7. Quick Sort QuickSort

Description:
Quick sort is usually significantly higher than the same Ο (n log n) other algorithms faster, so frequently used, and fast row using a divide and conquer idea, so in many written interview can often see fast row shadow. Quick to grasp the importance of visible rows.

step:

1. Pick from a number of elements as the reference number of the column.
2. Partitioning process, than the reference number into the right side of the large, less than or equal to its number are placed on the left.
3. Then the second step to the left and right sections recursively until each section is only a number.

Sort presentation:

python achieve

def quick_sort(ary):
    return qsort(ary, 0, len(ary) - 1)


def qsort(ary, left, right):
    # 快排函数，ary为待排序数组，left为待排序的左边界，right为右边界
    if left >= right: return ary
    key = ary[left]  # 取最左边的为基准数
    lp = left  # 左指针
    rp = right  # 右指针
    while lp < rp:
        while ary[rp] >= key and lp < rp:
            rp -= 1
        while ary[lp] <= key and lp < rp:
            lp += 1
        ary[lp], ary[rp] = ary[rp], ary[lp]
    ary[left], ary[lp] = ary[lp], ary[left]
    qsort(ary, left, lp - 1)
    qsort(ary, rp + 1, right)
    return ary


ary = [13, 14, 94, 33, 82, 25, 59, 94, 65, 23, 45, 27, 73, 25, 39, 10]
quick_sort(ary)

8. heap sort HeapSort

Introduction:

Heapsort use more frequently in the top K in question. Heap sort is the use of a binary heap data structure to achieve, though still substantially one-dimensional array. Binary heap is approximately a complete binary tree.

Binary heap has the following properties:

1. Key of the parent node is always greater than or equal to (less than or equal to) a key to any child nodes.
2. Right and left sub-tree of each node is a binary heap (heap is the maximum or minimum heap).

step:

1. The maximum stack configuration (Build_Max_Heap): If the array subscript range of 0 ~ n, taking into account the large root element is a single stack, from the index n/2element start are large root stack.
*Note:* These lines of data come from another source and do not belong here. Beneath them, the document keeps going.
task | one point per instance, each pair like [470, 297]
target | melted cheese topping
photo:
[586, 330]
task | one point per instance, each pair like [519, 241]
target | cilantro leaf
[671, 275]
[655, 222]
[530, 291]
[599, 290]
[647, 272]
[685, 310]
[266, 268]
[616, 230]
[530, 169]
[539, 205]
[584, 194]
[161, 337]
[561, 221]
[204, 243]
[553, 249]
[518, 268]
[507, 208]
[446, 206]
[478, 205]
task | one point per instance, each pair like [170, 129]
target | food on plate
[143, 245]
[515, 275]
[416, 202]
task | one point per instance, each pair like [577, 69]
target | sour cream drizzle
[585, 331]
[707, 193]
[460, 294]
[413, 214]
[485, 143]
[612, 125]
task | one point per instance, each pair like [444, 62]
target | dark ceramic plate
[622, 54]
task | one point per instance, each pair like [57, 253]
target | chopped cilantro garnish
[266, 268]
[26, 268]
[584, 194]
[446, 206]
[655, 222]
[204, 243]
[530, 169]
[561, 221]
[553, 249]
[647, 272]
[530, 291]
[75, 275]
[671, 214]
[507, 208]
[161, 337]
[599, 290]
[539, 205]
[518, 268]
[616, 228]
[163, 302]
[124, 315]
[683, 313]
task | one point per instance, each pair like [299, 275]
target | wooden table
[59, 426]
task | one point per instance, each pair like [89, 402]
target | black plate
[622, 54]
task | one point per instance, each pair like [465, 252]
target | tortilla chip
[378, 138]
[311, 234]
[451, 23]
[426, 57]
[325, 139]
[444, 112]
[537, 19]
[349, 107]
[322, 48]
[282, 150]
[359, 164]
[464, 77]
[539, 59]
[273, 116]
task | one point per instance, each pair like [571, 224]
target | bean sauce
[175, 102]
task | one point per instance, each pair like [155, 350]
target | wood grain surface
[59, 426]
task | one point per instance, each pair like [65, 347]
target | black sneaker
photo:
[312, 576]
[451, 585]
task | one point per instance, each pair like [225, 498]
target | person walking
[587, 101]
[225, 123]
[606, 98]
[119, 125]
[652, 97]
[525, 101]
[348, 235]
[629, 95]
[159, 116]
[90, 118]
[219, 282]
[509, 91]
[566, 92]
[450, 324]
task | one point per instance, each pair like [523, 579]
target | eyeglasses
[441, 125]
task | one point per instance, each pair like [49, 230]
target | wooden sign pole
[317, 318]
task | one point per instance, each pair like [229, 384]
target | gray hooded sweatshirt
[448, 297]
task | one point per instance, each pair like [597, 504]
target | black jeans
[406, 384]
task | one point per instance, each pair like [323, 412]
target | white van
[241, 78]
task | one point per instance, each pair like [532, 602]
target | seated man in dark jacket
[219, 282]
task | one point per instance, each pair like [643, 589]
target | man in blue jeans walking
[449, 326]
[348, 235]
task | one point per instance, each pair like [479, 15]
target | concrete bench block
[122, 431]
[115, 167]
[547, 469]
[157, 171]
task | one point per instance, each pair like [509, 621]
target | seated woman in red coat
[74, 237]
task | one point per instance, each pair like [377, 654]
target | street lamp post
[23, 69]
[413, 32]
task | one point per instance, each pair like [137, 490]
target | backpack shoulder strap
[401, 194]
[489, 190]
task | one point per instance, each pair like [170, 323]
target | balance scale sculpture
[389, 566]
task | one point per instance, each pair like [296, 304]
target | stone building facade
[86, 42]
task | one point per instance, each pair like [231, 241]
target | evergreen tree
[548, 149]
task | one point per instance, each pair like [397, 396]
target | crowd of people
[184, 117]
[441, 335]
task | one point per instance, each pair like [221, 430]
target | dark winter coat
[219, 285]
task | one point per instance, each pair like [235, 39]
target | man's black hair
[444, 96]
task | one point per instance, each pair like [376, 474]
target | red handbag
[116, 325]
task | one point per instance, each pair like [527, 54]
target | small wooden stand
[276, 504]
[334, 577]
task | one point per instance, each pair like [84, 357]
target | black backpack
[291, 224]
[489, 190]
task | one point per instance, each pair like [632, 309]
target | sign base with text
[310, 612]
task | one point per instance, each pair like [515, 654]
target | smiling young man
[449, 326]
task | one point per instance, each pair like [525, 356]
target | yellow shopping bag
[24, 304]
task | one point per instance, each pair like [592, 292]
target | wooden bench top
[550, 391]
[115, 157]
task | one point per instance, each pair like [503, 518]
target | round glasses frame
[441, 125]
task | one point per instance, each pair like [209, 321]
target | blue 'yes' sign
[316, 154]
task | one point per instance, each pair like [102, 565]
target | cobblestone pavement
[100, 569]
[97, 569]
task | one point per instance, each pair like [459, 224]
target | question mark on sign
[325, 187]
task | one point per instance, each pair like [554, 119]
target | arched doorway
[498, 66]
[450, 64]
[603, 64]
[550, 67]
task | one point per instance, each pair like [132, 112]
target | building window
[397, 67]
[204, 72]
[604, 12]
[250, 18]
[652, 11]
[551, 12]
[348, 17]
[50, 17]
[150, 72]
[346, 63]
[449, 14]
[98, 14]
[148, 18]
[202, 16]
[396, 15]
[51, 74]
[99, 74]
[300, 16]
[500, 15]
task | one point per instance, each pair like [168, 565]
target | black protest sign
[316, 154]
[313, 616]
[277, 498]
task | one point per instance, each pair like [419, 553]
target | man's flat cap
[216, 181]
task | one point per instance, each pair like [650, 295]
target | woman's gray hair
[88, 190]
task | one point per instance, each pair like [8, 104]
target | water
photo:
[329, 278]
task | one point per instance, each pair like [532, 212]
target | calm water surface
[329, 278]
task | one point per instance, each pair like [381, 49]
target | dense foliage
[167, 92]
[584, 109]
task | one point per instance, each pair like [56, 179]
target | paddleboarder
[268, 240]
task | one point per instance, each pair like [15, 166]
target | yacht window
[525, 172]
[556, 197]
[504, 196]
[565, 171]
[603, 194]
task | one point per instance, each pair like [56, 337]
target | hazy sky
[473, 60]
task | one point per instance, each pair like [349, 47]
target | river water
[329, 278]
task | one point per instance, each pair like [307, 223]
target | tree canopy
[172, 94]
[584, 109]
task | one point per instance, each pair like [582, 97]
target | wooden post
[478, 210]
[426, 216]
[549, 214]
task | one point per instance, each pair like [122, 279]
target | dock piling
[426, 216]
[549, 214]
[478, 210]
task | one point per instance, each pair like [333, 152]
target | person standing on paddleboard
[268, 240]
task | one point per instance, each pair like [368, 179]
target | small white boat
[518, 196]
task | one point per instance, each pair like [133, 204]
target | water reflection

So long from the n/2-1start, followed by a forward structure large root heap, so that we can ensure that, when built into a node, its left and right subtrees are already large root heap.
2. Heap sort (HeapSort): Since the pile array is simulated. After obtaining a large root heap, the internal array is not orderly. So we need to stack an array of ordering. The idea is to remove the root node, and make adjustments largest heap of recursive operations. The first time heap[0]with the heap[n-1]exchange, and then to heap[0...n-2]do the maximum heap adjustment. The second will be heap[0]the heap[n-2]exchange, and then to heap[0...n-3]do the maximum heap adjustment. This operation is repeated until heap[0]and heap[1]exchange. Because every time the maximum number of ordered incorporated into the back section, so that after operation of the entire array is ordered.
3. Maximum adjustment stack (Max_Heapify): This method is to provide the above-described two procedure calls. The aim is to end the child node heap adjusted, so that the child node is always less than the parent node.

Sort presentation:

python achieve

def heap_sort(ary):
    n = len(ary)
    first = int(n / 2 - 1)  # 最后一个非叶子节点
    for start in range(first, -1, -1):  # 构造大根堆
        max_heapify(ary, start, n - 1)
    for end in range(n - 1, 0, -1):  # 堆排，将大根堆转换成有序数组
        ary[end], ary[0] = ary[0], ary[end]
        max_heapify(ary, 0, end - 1)
    return print(ary)


# 最大堆调整：将堆的末端子节点作调整，使得子节点永远小于父节点
# start为当前需要调整最大堆的位置，end为调整边界
def max_heapify(ary, start, end):
    root = start
    while True:
        child = root * 2 + 1  # 调整节点的子节点
        if child > end: break
        if child + 1 <= end and ary[child] < ary[child + 1]:
            child = child + 1  # 取较大的子节点
        if ary[root] < ary[child]:  # 较大的子节点成为父节点
            ary[root], ary[child] = ary[child], ary[root]  # 交换
            root = child
        else:
            break


ary = [13, 14, 94, 33, 82, 25, 59, 94, 65, 23, 45, 27, 73, 25, 39, 10]
heap_sort(ary)

Seven kinds of sorting algorithm performance comparison

Here are seven classical sorting algorithm comparison of indicators:

• If the column to be sorted basic order, please use a simple algorithm, do not use complex algorithms to improve.
• Merge sort and quick sort, although high performance, but requires more auxiliary space. In fact, it is to use space for time.
• The fewer number of elements to be sorted column, suitable for the more simple method of sorting; the greater the number of elements more suitable for an improved sorting algorithm.
• Simple selection sort, although not on time performance, but it is in space utilization is high on performance. Particularly suitable, those little amount of data, sorting data and information each more of a class of elements.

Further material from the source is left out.